Os ideais abolicionistas e posteriormente da vitimologia deram vez à concepção do que hoje se conhece por Justiça Restaurativa. Uma análise mais ampla, porém, permite identificar modelos bastante antigos de justiça, principalmente em povos originários da África do Sul, os quais mantêm semelhanças notórias com os princípios da Justiça Restaurativa tal como temos nos nossos dias.
Marshall define a Justiça Restaurativa como um processo pelo qual todas as partes que têm interesse em determinada ofensa, juntam-se para resolvê-la coletivamente e para tratar suas implicações futuras. (MARSHALL, apud LARRAURI, 2004, p. 198)
Outros estudos referem-se ao processo de justiça restaurativa como uma aproximação que privilegia toda a forma de ação, individual ou coletiva, visando corrigir as consequências vivenciadas por ocasião de uma infração, a resolução de um conflito ou a reconciliação das partes ligadas a um conflito (JACCOUD, 2005, p.169)
Muito importante dizer que, apesar dos conceitos antes apresentados, a Justiça Restaurativa tem uma caráter aberto e fluido, em constante modificação, provocada pelos estudos e as práticas.
Na década de 70 e 80 (no contexto norte-americano) falava-se em mediação entre vítima e ofensor e reconciliação. Neste momento, a justiça restaurativa estava associada ao movimento de descriminalização. Nos anos 70 encontrava-se em fase experimental e possuía experiências-piloto no sistema penal. Já na década de 80, tais experiências foram institucionalizadas. Na década seguinte (anos 90) a justiça restaurativa se expandiu e foi inserida em todas as etapas do processo penal. (JACCOUD, 2005, p. 166).
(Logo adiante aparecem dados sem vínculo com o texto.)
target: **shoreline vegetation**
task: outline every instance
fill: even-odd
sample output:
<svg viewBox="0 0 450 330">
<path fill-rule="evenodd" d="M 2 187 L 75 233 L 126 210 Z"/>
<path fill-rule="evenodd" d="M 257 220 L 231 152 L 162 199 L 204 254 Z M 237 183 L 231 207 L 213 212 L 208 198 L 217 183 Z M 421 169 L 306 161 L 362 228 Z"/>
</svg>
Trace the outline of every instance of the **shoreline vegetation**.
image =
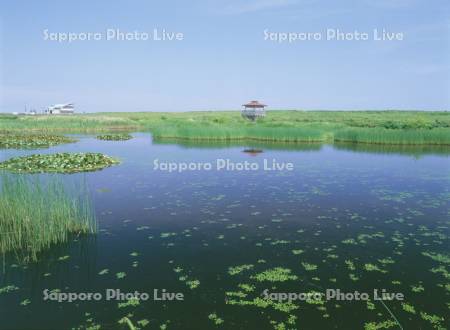
<svg viewBox="0 0 450 330">
<path fill-rule="evenodd" d="M 19 131 L 150 131 L 156 139 L 450 146 L 450 112 L 273 110 L 254 123 L 239 111 L 0 115 L 0 134 Z"/>
<path fill-rule="evenodd" d="M 70 189 L 54 177 L 5 174 L 0 180 L 1 255 L 33 262 L 52 245 L 96 232 L 85 184 Z"/>
</svg>

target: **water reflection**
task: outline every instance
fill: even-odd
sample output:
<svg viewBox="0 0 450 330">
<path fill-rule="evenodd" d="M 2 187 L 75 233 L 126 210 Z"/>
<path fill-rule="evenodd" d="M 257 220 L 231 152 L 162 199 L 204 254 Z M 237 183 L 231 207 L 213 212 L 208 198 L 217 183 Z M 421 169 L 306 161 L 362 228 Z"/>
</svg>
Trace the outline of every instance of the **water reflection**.
<svg viewBox="0 0 450 330">
<path fill-rule="evenodd" d="M 338 150 L 351 150 L 354 152 L 376 153 L 376 154 L 398 154 L 414 156 L 419 158 L 425 155 L 448 156 L 450 146 L 444 145 L 389 145 L 368 143 L 335 143 Z"/>
<path fill-rule="evenodd" d="M 64 287 L 65 283 L 85 285 L 92 282 L 96 275 L 97 250 L 96 236 L 89 235 L 74 236 L 68 243 L 54 244 L 51 249 L 40 253 L 39 262 L 21 264 L 14 255 L 4 255 L 0 287 L 14 279 L 19 287 L 33 296 L 42 293 L 43 278 L 48 278 L 49 283 L 58 288 Z M 25 283 L 25 287 L 22 286 Z"/>
<path fill-rule="evenodd" d="M 184 148 L 220 149 L 230 147 L 245 147 L 243 152 L 256 154 L 264 149 L 289 151 L 320 151 L 325 145 L 322 143 L 286 143 L 286 142 L 258 142 L 258 141 L 200 141 L 181 139 L 153 139 L 157 145 L 178 145 Z M 375 154 L 398 154 L 419 158 L 425 155 L 448 156 L 450 146 L 445 145 L 389 145 L 336 142 L 331 144 L 334 149 L 348 150 Z M 260 151 L 261 150 L 261 151 Z"/>
<path fill-rule="evenodd" d="M 293 143 L 293 142 L 259 142 L 259 141 L 205 141 L 205 140 L 181 140 L 181 139 L 153 139 L 157 145 L 178 145 L 184 148 L 226 149 L 231 147 L 244 147 L 246 149 L 271 149 L 271 150 L 299 150 L 319 151 L 321 143 Z"/>
<path fill-rule="evenodd" d="M 446 315 L 448 163 L 442 157 L 410 157 L 446 156 L 446 148 L 152 142 L 149 134 L 133 135 L 124 142 L 85 137 L 50 150 L 102 152 L 122 163 L 85 174 L 99 220 L 95 240 L 79 238 L 55 247 L 27 268 L 6 263 L 0 288 L 20 289 L 0 295 L 2 328 L 85 329 L 94 320 L 114 329 L 122 316 L 132 314 L 133 324 L 148 320 L 152 329 L 164 328 L 168 320 L 170 329 L 211 329 L 209 316 L 216 313 L 224 328 L 273 329 L 268 318 L 284 322 L 289 317 L 275 307 L 294 305 L 256 306 L 253 299 L 272 287 L 280 290 L 274 292 L 371 292 L 382 284 L 407 295 L 415 308 L 412 314 L 401 302 L 388 302 L 405 328 L 430 328 L 421 312 L 436 315 L 437 322 Z M 263 151 L 253 162 L 292 162 L 295 170 L 152 170 L 154 159 L 249 161 L 244 150 Z M 78 174 L 62 177 L 80 179 Z M 273 276 L 296 280 L 267 281 Z M 165 288 L 182 292 L 186 303 L 57 304 L 42 300 L 46 288 Z M 25 299 L 31 300 L 29 307 L 20 305 Z M 291 314 L 301 324 L 290 328 L 354 329 L 389 317 L 380 304 L 375 309 L 366 302 L 339 305 L 327 302 L 319 309 L 295 302 L 298 309 Z"/>
</svg>

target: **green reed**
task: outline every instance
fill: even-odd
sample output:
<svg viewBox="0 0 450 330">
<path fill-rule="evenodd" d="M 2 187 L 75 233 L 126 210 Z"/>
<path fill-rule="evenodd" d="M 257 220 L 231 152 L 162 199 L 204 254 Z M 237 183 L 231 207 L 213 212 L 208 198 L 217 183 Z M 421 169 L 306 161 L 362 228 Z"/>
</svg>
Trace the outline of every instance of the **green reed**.
<svg viewBox="0 0 450 330">
<path fill-rule="evenodd" d="M 152 130 L 156 138 L 191 140 L 259 140 L 280 142 L 320 142 L 326 136 L 319 129 L 266 126 L 160 126 Z"/>
<path fill-rule="evenodd" d="M 348 128 L 334 132 L 334 140 L 373 144 L 450 145 L 450 130 Z"/>
<path fill-rule="evenodd" d="M 36 261 L 54 244 L 96 232 L 85 183 L 69 189 L 54 177 L 4 174 L 0 180 L 0 254 Z"/>
<path fill-rule="evenodd" d="M 439 144 L 450 141 L 448 111 L 268 111 L 250 123 L 239 111 L 116 112 L 70 116 L 0 115 L 0 133 L 151 131 L 157 138 L 349 141 Z"/>
</svg>

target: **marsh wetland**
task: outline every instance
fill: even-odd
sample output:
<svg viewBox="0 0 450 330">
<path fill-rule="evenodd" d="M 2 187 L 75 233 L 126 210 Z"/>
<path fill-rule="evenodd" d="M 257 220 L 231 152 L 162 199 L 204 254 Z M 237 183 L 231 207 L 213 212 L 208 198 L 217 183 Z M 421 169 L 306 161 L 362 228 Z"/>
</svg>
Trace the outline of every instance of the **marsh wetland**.
<svg viewBox="0 0 450 330">
<path fill-rule="evenodd" d="M 68 134 L 69 140 L 45 149 L 0 145 L 0 162 L 64 153 L 79 155 L 73 160 L 78 165 L 86 154 L 107 155 L 112 162 L 88 172 L 71 171 L 64 160 L 68 170 L 62 173 L 1 170 L 2 182 L 58 180 L 58 187 L 83 191 L 91 228 L 42 249 L 32 262 L 3 254 L 2 329 L 449 327 L 448 146 L 131 135 Z M 168 173 L 153 168 L 155 159 L 276 159 L 294 168 Z M 74 182 L 83 186 L 73 190 Z M 40 203 L 51 205 L 56 197 L 48 194 Z M 68 210 L 74 207 L 69 204 Z M 327 289 L 370 298 L 311 298 Z M 108 290 L 150 298 L 106 299 Z M 404 299 L 377 300 L 374 290 Z M 58 302 L 44 292 L 102 297 Z M 281 301 L 264 292 L 310 298 Z M 175 298 L 180 293 L 183 300 Z"/>
</svg>

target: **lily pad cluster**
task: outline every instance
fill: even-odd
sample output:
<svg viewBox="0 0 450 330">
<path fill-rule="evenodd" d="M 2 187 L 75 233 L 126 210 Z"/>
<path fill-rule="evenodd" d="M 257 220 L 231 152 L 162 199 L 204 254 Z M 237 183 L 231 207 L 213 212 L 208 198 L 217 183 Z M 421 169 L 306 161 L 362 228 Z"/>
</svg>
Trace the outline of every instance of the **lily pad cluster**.
<svg viewBox="0 0 450 330">
<path fill-rule="evenodd" d="M 97 139 L 105 141 L 127 141 L 132 138 L 130 134 L 104 134 L 97 136 Z"/>
<path fill-rule="evenodd" d="M 0 163 L 0 169 L 17 173 L 76 173 L 96 171 L 119 161 L 100 153 L 56 153 L 16 157 Z"/>
<path fill-rule="evenodd" d="M 64 135 L 0 133 L 0 149 L 49 148 L 72 142 L 76 140 Z"/>
</svg>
Pode-se dizer, então, com segurança que a Justiça Restaurativa é, em verdade, uma transformação radical, ao passo que não propõe somente a reforma o sistema de justiça criminal tradicional, mas a modificação de todo o sistema legal, passando pela vida das pessoas, seja na esfera familiar ou de trabalho, e chegando até mesmo à política. Vale ressaltar, como já afirmado, que os valores desta justiça não são estanques. Ao contrário, eles vão se ajustando, se adaptando e se modificando a partir da experiência e de sua utilização na prática.
Não obstante o que dizem os críticos, é incorreto dizer que a Justiça Restaurativa não prevê punições. A mudança se dá na maior participação da vítima no processo, no qual o autor do fato delituoso é confrontado com o mal que causou, na busca da reparação do sofrimento do ofendido. Não se trata, portanto, de determinar sofrimentos aleatórios ao ofensor, mas de induzir a um tipo apropriado de sofrimento o sofrimento intrínseco em confrontar e arrepender-se de um delito e repará-lo. (DUFF, 2003, p. 43)
A partir dos argumentos apresentados, torna-se imprescindível o aprofundamento no tema e a ampliação da aplicação da promissora Justiça Restaurativa no Brasil.